Anxiety is as common and life-twisting as depression (the two often occur together). In its most severe forms, anxiety can also be as deadly; one study found that people who reported feeling anxious were more likely to commit suicide over the following decade than calmer individuals.

Wired to Worry

The tendency towards excessive fear and worry, like other disorders, is born of an interplay between genetic inheritance and environment—everything from a childhood trauma to a recent divorce. (Not surprisingly, periods of high stress can activate GAD.) Genetics doesn’t make anxiety inevitable; rather, it makes it easier to “learn” an exaggerated fear response to life’s challenges.

The brain itself is altered in states of anxiety, with disruptions in levels of neurotransmitters, chemicals that carry messages from one nerve cell to another. What’s more, a brain region called the amygdala, the one that processes fear into adrenaline, appears to be more active in anxious individuals.

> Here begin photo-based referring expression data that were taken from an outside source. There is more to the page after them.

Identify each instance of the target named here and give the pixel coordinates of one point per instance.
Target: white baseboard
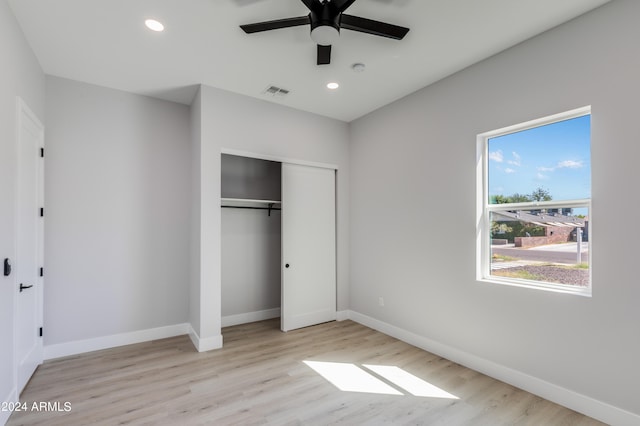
(11, 398)
(230, 320)
(205, 344)
(583, 404)
(106, 342)
(342, 315)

Some therapists believe that people who worry to excess tend to have certain personality attributes. “Many of them are perceived by others as the ‘good guy,’” says Dr. Bonnie Freedman, who specializes in anxiety counseling. “Unexpressed anger, energy unvented, will often surface as anxiety.” Perfectionism is another anxiety-associated trait.

Sweet Release

Relaxing anxiety’s relentless grip naturally requires a multi-method plan of action. Here’s what to do:
Up your intake of whole foods, including plenty of produce. Cut down on caffeine, which is a big-time anxiety trigger. Limit yourself to one cup of regular coffee or tea a day, if that much, and avoid cola, chocolate and cocoa.

Exercise is a great quickie stress buster—a walk around the block can do wonders—but it needs to be paired with a more potent relaxation technique for lasting effects. Medi­tation can help, but that may be hard to get into if you’re tied into a worried little knot. First try a simple breathing exercise: Inhale deeply for a count of five, hold for a five-count and exhale for five counts, alternating with two regular breaths. Consider training in biofeedback, which teaches you to become aware of your body’s involuntary functions and how to control them. And don’t forget therapy, particularly the cognitive-behavioral type that helps you change unhealthy thought patterns.

Never-ending stress can exhaust the adrenals, a pair of glands that sit atop the kidneys and produce cortisol, a key stress-response hormone. To revive those tired glands, the authors of Natural Relief for Anxiety (New Harbinger) suggest cutting way back on sugar and supplementing your diet with vitamins B5, B6 and C, along with zinc, chromium picolinate and adrenal cortex glandulars. (For amounts tailored to your needs, see a health care practitioner.)

Other supplements that help calm anxiety include:

* L-theanine: This amino acid, found in green tea, promotes relaxation without drowsiness.
* 5-HTP: This is a form of tryptophan, an amino acid the body uses to create a neurotransmitter called serotonin that helps stabilize mood.
* Omega-3 Fats: DHA and EPA, found in fish oil, are vital for nerve cell health.
* Calcium: This mineral soothes the nervous system by aiding in impulse transmission between nerve cells. Always take calcium with its partner, magnesium.
* Passionflower: This herb encourages muscle relaxation and drains tension from the body.
* Valerian: A sedating herb, valerian can help you both fall asleep and stay asleep.

Don’t you want to enjoy life again? Sure you do! Taking a holistic approach to anxiety may ease your worried mind for good.